# Wingbar handlebars!



## Freqman1 (Nov 14, 2012)

Glad I'm not trying to restore one of these. I think this is about half of what a complete bike cost! V/r Shawn

http://www.ebay.com/itm/Prewar-Mona...235?pt=LH_DefaultDomain_0&hash=item564ebe276b


----------



## npence (Nov 14, 2012)

The good thing is you don't need this to restore a wingbar since to my knowledge the speedo stem was never factory on a wingbar only a flo cycle but could of been added as a upgrade.


----------



## HIGGINSFOREVER (Nov 14, 2012)

You all heard of the six million dollar man,Thats part of the six million dollar bike


----------



## Freqman1 (Nov 14, 2012)

Actually as I've told Chris these 24" Monarks do nothing for me. Kinda reminds me of the advice my dad gave me; "always date a girl with small hands it makes other things look bigger" (PG version)!
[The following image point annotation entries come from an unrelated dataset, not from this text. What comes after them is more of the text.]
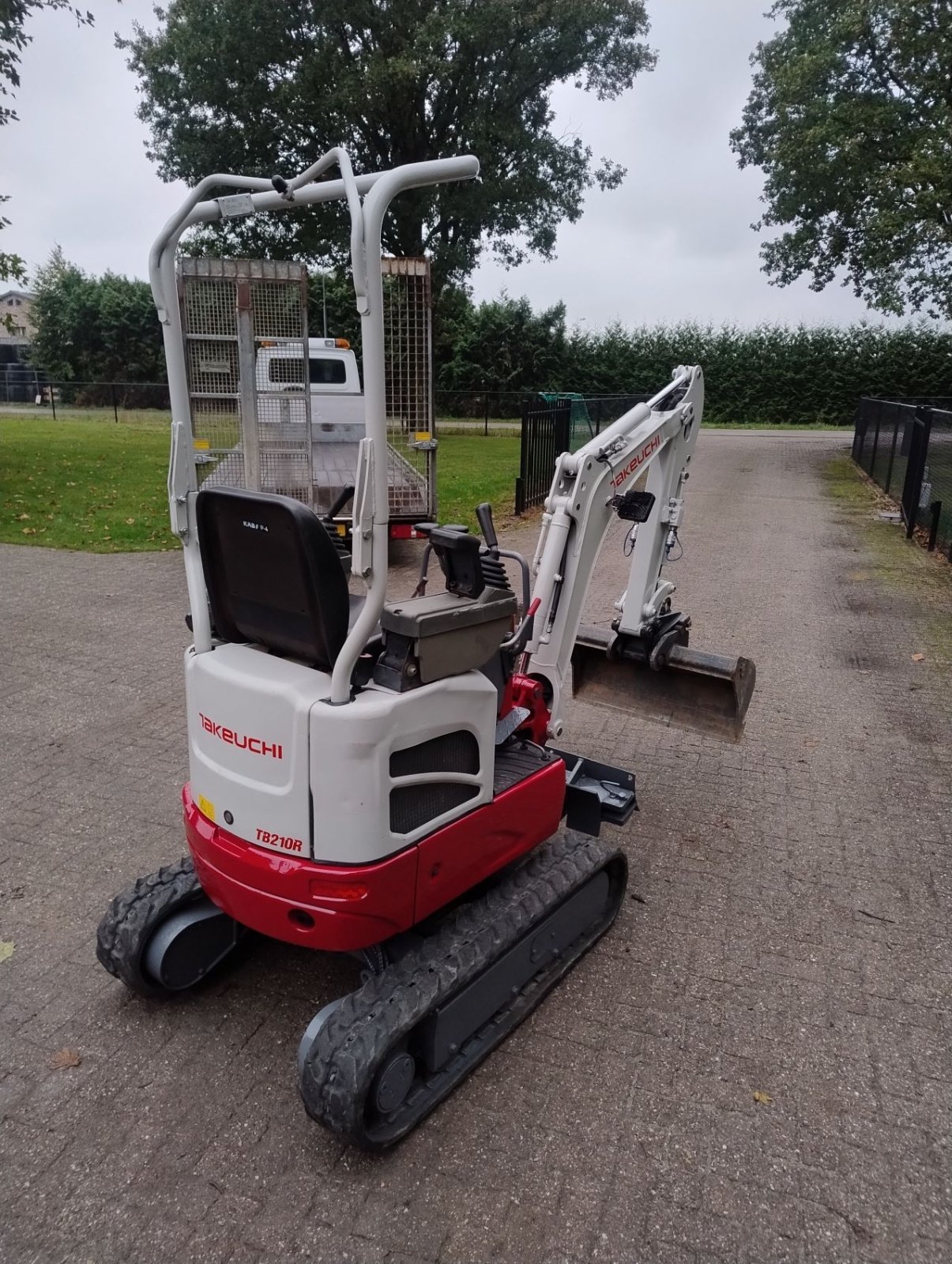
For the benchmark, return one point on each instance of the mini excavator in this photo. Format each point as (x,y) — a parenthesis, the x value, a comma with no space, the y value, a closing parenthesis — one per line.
(379,777)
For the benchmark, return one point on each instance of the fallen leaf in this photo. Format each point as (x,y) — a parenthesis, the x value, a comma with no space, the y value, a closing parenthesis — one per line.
(65,1059)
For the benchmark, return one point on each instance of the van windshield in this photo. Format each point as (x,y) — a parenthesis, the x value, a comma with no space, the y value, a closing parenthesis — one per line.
(324,372)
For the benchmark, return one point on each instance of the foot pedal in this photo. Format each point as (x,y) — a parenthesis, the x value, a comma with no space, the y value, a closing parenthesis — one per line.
(594,793)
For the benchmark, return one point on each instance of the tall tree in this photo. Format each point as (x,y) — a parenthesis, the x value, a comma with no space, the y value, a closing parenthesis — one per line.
(259,88)
(94,329)
(14,38)
(851,122)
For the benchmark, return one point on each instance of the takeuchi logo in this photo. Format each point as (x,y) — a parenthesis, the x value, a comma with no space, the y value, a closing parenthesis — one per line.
(636,461)
(256,745)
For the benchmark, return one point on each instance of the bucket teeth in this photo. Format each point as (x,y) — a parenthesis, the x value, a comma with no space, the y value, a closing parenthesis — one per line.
(695,690)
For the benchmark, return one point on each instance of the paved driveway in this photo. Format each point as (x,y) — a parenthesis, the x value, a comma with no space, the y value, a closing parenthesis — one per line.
(787,935)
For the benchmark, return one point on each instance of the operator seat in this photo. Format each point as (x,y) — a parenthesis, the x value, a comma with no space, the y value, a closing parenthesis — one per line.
(273,575)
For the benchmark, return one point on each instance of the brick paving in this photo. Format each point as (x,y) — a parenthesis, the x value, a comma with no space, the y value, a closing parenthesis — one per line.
(787,935)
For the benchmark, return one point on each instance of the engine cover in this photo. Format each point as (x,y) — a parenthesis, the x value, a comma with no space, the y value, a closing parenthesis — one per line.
(278,766)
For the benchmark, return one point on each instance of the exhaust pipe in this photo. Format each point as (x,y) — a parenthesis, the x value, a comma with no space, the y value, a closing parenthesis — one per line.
(683,688)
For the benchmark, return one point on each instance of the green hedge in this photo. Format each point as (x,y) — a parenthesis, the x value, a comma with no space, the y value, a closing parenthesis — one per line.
(771,374)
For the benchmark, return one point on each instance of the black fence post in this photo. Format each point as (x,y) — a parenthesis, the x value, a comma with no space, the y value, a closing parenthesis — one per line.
(522,461)
(935,511)
(891,452)
(916,469)
(875,439)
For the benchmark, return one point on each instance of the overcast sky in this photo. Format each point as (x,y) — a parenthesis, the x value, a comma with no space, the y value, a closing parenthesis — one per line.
(673,242)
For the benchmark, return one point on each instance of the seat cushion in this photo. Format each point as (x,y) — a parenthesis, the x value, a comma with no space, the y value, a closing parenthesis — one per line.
(272,574)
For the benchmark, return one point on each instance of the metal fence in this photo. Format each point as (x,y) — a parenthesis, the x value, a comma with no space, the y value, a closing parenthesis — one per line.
(905,446)
(553,423)
(31,391)
(547,429)
(499,411)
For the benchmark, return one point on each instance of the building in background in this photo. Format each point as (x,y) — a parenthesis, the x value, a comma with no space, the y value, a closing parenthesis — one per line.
(16,324)
(18,381)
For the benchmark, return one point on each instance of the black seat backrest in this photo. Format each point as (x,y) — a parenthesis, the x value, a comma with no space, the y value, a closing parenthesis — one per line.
(273,574)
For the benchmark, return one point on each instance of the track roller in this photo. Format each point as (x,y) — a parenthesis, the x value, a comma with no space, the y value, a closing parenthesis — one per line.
(164,935)
(383,1057)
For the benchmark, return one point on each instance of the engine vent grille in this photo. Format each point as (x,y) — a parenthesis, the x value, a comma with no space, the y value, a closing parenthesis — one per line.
(411,807)
(453,752)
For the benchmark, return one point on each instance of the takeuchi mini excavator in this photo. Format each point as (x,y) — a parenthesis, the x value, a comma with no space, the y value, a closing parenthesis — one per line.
(376,777)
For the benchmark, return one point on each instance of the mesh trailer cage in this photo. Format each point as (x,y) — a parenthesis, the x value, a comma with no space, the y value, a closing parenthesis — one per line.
(411,439)
(248,431)
(261,434)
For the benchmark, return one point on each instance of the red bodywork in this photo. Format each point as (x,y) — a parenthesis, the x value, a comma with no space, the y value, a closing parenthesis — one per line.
(343,908)
(525,692)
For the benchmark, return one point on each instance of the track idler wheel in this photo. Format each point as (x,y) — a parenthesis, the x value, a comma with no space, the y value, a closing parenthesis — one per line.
(164,935)
(383,1057)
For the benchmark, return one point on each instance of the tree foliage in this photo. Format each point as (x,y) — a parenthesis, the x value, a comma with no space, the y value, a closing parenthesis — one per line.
(773,374)
(257,88)
(94,329)
(851,120)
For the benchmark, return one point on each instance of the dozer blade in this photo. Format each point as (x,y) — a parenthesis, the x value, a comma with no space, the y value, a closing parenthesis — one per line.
(695,690)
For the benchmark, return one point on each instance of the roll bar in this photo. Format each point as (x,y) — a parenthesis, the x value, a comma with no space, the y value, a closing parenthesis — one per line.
(368,199)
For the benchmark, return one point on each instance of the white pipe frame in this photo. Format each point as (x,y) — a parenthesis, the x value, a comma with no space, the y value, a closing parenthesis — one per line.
(578,512)
(377,191)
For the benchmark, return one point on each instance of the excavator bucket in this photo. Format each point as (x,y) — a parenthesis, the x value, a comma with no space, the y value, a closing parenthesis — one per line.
(695,690)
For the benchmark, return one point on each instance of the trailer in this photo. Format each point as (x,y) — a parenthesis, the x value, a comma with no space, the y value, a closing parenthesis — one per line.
(275,410)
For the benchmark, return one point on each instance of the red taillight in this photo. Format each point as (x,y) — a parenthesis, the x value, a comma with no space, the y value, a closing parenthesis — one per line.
(345,893)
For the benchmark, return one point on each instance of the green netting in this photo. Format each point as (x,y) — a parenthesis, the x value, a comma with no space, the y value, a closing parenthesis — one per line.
(581,425)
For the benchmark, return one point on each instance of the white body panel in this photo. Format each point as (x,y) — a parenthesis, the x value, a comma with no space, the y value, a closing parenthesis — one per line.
(265,745)
(261,699)
(351,751)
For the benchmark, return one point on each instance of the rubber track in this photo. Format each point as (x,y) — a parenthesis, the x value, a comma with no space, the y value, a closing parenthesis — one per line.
(134,916)
(341,1067)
V/r Shawn


----------



## npence (Nov 14, 2012)

I agree with you Shawn except for the wingbar it is one sweet bike. One of my favorites and you really can't tell it is a 24" bike sitting next to any 26" bike.


----------



## OldRider (Nov 14, 2012)

Were all SilverKings built as a 24 inch? I've always admired them but I'm too tall for a 24 inch and I won't own a bike I can't ride.


----------



## npence (Nov 14, 2012)

I'm 6'4" and I can ride my wingbar just fine feels like a 26" bike to me.


----------



## HIGGINSFOREVER (Nov 14, 2012)

npence said:


> I agree with you Shawn except for the wingbar it is one sweet bike. One of my favorites and you really can't tell it is a 24" bike sitting next to any 26" bike.




Let me sum it up with one word   WOW


----------



## scrubbinrims (Nov 14, 2012)

I don't generally comment on a seller's asking price, but that's steep even though condition on this package is nice.
If we are talking about hex bars and the specialized speedo neck to accomodate them...
There is a button to make an offer and maybe the pricing is just strategy within the climate of today's ebay.

Either way you look at it, Wingbars (and Flocycles) are chock full of cool, htf expensive components...bicycles for rich kids as Jerry Peters puts it.

They don't ride like 24" wheel sized bicycles, but that common misconception that keeps folks away which means more goofy bikes for me!

Chris


----------



## bike (Nov 14, 2012)

*The bikes were DESINGED to be*

for the same size kid as a 26" - the trend in cars was smaller wheels- they applied this to bikes- for popularity purposes they later sold some 26" models including the 26x and hextube..


----------